The FDA issued an emergency use authorization last week for oral pills made by Pfizer and Merck to treat the virus. Both Pfizer’s Paxlovid and Merck’s molnupiravir are designed to treat people with mild to moderate symptoms who are at risk of hospitalization or death, according to the FDA.

However, the FDA advises that the pills should be taken as soon as possible to be effective.

Both medications should be taken within a five-day window of the initial development of symptoms, according to a report from the Associated Press. Paxlovid comes in three-pill doses that must be taken twice a day for five days. Some pharmacies should be able to test a patient and prescribe the medication in the same visit, according to the AP. Patients hospitalized for COVID after being prescribed Paxlovid should complete the five-day treatment unless otherwise directed by their doctors, according to a fact sheet released by the FDA.

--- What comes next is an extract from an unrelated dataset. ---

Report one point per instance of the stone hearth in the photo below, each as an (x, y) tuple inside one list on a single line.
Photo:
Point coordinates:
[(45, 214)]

Pfizer's and Merck's treatments are both effective at reducing hospitalization or death as a result of a COVID infection, according to the FDA studies; however, Pfizer's treatment is considered to be far more effective. Pfizer's treatment has shown an 88% effectiveness rate at reducing hospitalization and death, according to the FDA studies. Molnupiravir has not been approved for individuals younger than 18. The FDA expressed concern that molnupiravir may affect bone and cartilage growth in patients under the age of 18. The FDA said that Paxlovid, on the other hand, may be taken by children as young as 12 or who weigh about 88 pounds, according to a statement released Wednesday. Paxlovid is not recommended for patients with kidney or liver problems.

“If you wait until you have started to get breathless, you have already to a large extent missed the window where these drugs will be helpful,” Duke University infectious disease specialist Dr. Cameron Wolfe told the AP, stressing the importance of taking the medication as soon as possible.

Some health professionals have expressed concern that the pills may have serious life-threatening side effects if taken by individuals who are currently taking many common medications, including but not limited to blood thinners; anti-seizure medications; drugs for irregular heart rhythms, high blood pressure, and high cholesterol; and antidepressants, according to NBC.

“Some of these potential interactions are not trivial, and some pairings have to be avoided altogether,” Peter Anderson, professor of pharmaceutical sciences at the University of Colorado Anschutz Medical Campus, told NBC on Sunday.

The Biden administration announced in November that it would purchase 10 million courses of Paxlovid to combat COVID-19. The plan will cost about $5 billion, according to the Washington Post.